The job will not win a committee member any popularity contests; it’s the congressional equivalent of a police department’s internal affairs division.
In fact, when Speaker John Boehner first tapped me in 2009 to serve on the Ethics Committee, two House Democratic colleagues who had learned of my appointment approached me on the House floor with a message specifically for me from legendary Congressman Jack Murtha: “We don’t want anybody on the Ethics Committee who wants to be on the Ethics Committee,” is what Murtha had told them to relay. Message received.
This often-difficult and rewarding job taught me something about how elected officials should conduct themselves in office, and that experience informs my judgment on President Trump and the current impeachment inquiry. I learned to distinguish between serious ethical and sometimes legal entanglements and frivolous or unfair ones, and how to safeguard the rights of those under investigation, who are at risk for potentially irreparable reputational damage.
Every member of Congress is told as a freshman that one cannot use a taxpayer-funded elected office for campaign purposes. Further, no candidate for any office may receive any campaign contribution or anything of value from non-US persons and foreign governments.
Based on the evidence contained in the White House’s rough transcript of President Donald Trump’s phone conversation with Ukrainian President Volodymyr Zelensky, the whistleblower complaint and reported witness testimony in the Ukraine matter, Trump, in his official capacity as president of the United States, solicited Zelensky to open an investigation into a feared 2020 rival, Joe Biden, and his son, Hunter Biden. (There is no evidence of criminal wrongdoing by Joe or Hunter Biden.)

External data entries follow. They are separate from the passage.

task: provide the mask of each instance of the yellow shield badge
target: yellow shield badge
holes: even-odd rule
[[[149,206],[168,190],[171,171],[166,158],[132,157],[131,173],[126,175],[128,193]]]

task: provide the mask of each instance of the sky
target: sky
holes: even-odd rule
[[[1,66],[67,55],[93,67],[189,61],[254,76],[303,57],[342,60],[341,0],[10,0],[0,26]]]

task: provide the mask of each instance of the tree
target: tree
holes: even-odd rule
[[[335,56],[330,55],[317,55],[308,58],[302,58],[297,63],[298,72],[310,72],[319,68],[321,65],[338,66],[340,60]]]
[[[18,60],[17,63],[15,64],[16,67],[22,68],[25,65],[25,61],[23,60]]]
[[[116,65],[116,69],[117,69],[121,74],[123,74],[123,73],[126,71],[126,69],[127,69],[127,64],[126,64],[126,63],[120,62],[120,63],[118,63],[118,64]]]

That conversation is, by itself, a serious ethical problem. Had it been publicly revealed that a member of Congress had solicited a foreign head of government to investigate and provide opposition research on his or her political opponent, that member would be investigated immediately and likely sanctioned by the Ethics Committee.
The committee would likely refer the entire matter to the Department of Justice as well, in the event that the department wasn’t already investigating.
Then there is the matter of the quid pro quo. Here again, President Trump stepped into an ethical and legal minefield by withholding a White House meeting and $400 million worth of military assistance to a besieged Ukrainian leader — whose country’s eastern provinces suffer under Russian-backed separatist fighting — in exchange for dirt on the Bidens.
White House Chief of Staff Mick Mulvaney confessed to the quid pro quo in a head-exploding press briefing on October 17.
These facts alone warrant the opening an impeachment inquiry.
To complicate matters, Mulvaney subsequently and brazenly announced that, at the direction of the President, next year’s G7 Conference would be held at Trump’s Doral golf resort in southern Florida. Directing federal resources to an elected official’s own family business is a blatant act of self-dealing. This is a corrupt act. Full stop.
Apparently, the White House legal counsel and ethics advisers slept through internal White House conversations about Doral. Are there no adults left in the White House capable of providing sober advice to the President to avoid ethical train wrecks? In the end, it was congressional outrage that compelled the White House to reverse course on Doral.
No amount of procedural hand-wringing about the impeachment inquiry will change these stubborn facts.
Yes, there are problems with the process that House Democrats have employed: There should be a formal vote to open the Impeachment Inquiry, more of these proceedings should held in the open for transparency’s sake and rushing the investigation could erode public confidence in the process.
Moreover, Republican stunts in the House and Senate, like storming the House Sensitive Compartmented Information Facility (SCIF) and introducing meaningless, futile Senate resolutions denouncing activities in the House will not change the trajectory of this impeachment investigation. The House isn’t going to bend to a procedural objection from the Senate.
To my Republican congressional colleagues and dear friends with whom I served until last year: President Trump takes your loyalty for granted and mocks your support. It’s time to stand up, reclaim your institutional prerogatives, protect your legacy and do what is best for our country.
Good people can disagree on impeachment and removal from office under the circumstances as we currently understand them; overturning an election outcome must never be taken lightly or haphazardly. Members of Congress should refrain from declaring their positions and passing judgment on impeachment before all the facts relating to the President’s conduct are gathered.
In the meantime, and for those who have no formal role in the impeachment process, nothing should prevent us from calling out presidential misconduct, abuse of power and stating what we know to be rotten and wrong.